BRAC Uganda Bank Limited
- Type: Private
- Industry: Financial services
- Founded: 2006; 20 years ago
- Key people: CPA Irene Mwoyogwona (CEO)
- Products: Loans, savings, ATM, mobile banking
- Total assets: US$55.677 million (USh202.223 billion) (2017)
- Number of employees: 312 (2017)
- Website: www.bracugandabankltd.com

= BRAC Uganda Bank Limited =

Ugandan micro-finance bank

BRAC Uganda Bank Limited (BUBL), is a credit institution (′Tier II Financial Institution′) in Uganda. In April 2019, the institution received a Tier II Financial Institution Licence, which authorized it to operate as a bank, supervised by the Bank of Uganda, the national banking regulator.

==Location==
BRAC Uganda Bank Limited maintains headquarters at 880 Heritage Road, in the Nsambya neighborhood, in the Makindye Division, of Kampala, Uganda's capital and largest city.
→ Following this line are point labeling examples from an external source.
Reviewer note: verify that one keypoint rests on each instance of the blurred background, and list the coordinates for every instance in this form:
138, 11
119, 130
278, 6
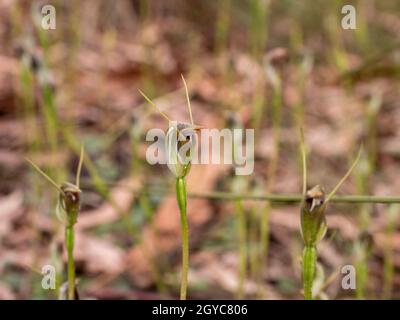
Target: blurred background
274, 66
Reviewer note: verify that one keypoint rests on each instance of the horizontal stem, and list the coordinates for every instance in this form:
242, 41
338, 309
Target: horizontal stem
286, 198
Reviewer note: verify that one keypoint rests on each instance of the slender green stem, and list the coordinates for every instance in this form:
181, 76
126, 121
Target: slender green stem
242, 248
182, 198
69, 243
309, 266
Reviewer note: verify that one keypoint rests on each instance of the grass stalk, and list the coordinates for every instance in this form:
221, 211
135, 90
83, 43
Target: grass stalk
69, 244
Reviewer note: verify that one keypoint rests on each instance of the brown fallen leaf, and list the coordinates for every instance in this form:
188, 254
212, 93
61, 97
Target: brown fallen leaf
121, 195
10, 210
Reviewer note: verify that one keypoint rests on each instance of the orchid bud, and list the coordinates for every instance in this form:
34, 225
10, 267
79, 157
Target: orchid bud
313, 222
68, 204
180, 142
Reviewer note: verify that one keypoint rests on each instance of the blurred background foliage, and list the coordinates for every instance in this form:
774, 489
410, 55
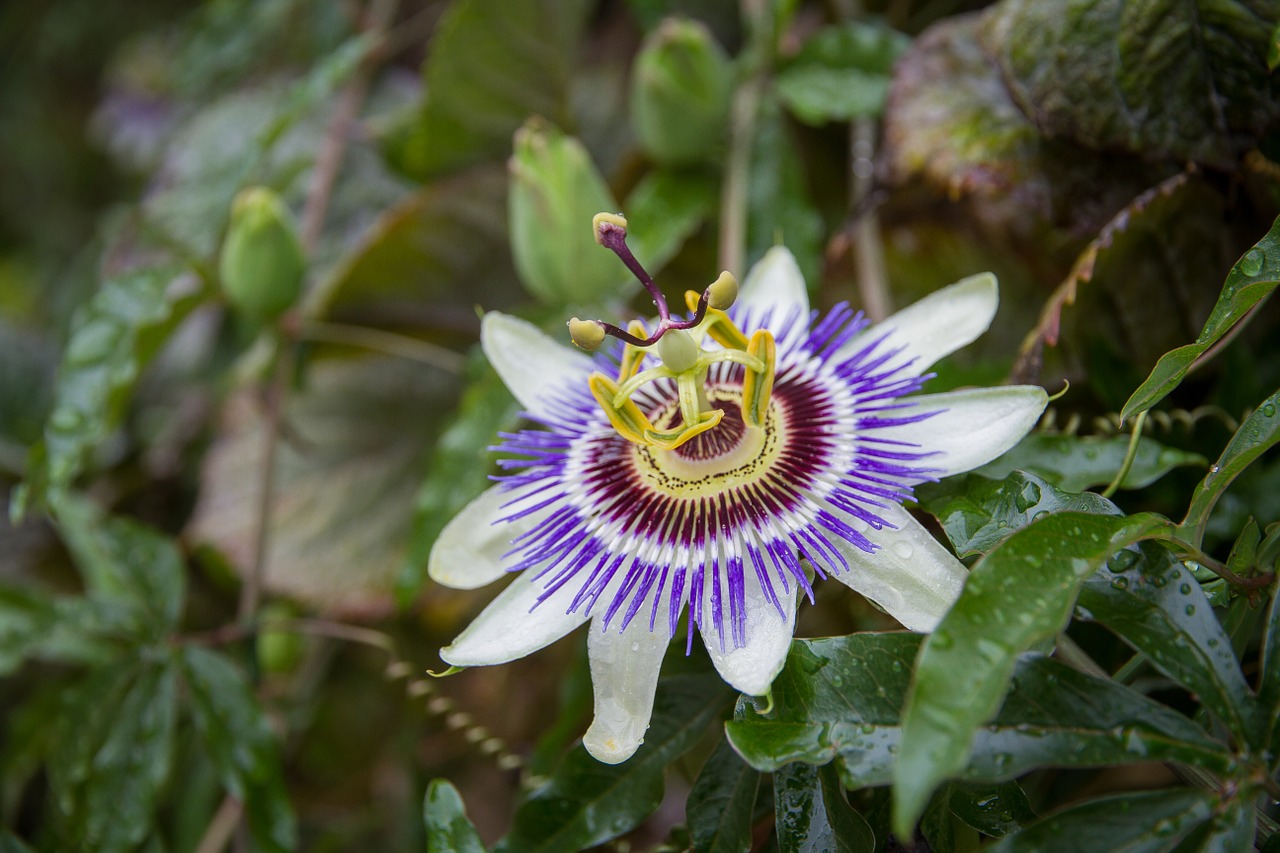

The coordinates of the bank's headquarters are 0°17'53.0"N, 32°35'45.0"E (Latitude:0.298056; Longitude:32.595833).

==Overview==
BRAC Uganda Bank Limited is a Tier II Financial Institution (MFI), licensed by the Bank of Uganda, the central bank and national banking regulator. As a credit institution, it is not authorized to offer checking accounts or deal in foreign exchange. The company is authorized to take in customer deposits and to establish savings accounts. It is also authorized make collateralized and non-collateralized loans to savings and non savings customers. The company is a wholly owned subsidiary of BRAC International and is a member of their network. As of December 2017, the institution's total assets were valued at US$55.677 million (USh202.223 billion), with shareholder's equity of US$30.056 million (USh109.164 billion).

==History==
The institution was established in Uganda in 2006, as BRAC Microfinance Limited, with the objective of expanding financial inclusion in the country and serving the rural poor, specially women. At the time it acquired Tier II banking status in April 2019, the bank served over 270,000 customers in at least 80 of Uganda's 136 districts.

==Ownership==
BRAC Uganda Bank Limited, is a member of the international non-governmental development organisation, headquartered in Dhaka, Bangladesh, with subsidiaries in Afghanistan, Liberia, Myanmar, Nepal, Philippines, Sierra Leone, South Sudan, Tanzania and Uganda. BRAC Uganda is the second subsidiary to attain banking status, after the home subsidiary in Bangladesh.

==Branch network==
As of January 2021, BRAC Uganda maintained 163 branches across 84 districts in Uganda. Of these, 32 are fully networked branches regulated by the Bank of Uganda. The remaining 131 are satellite offices supporting outreach activities of the Bank.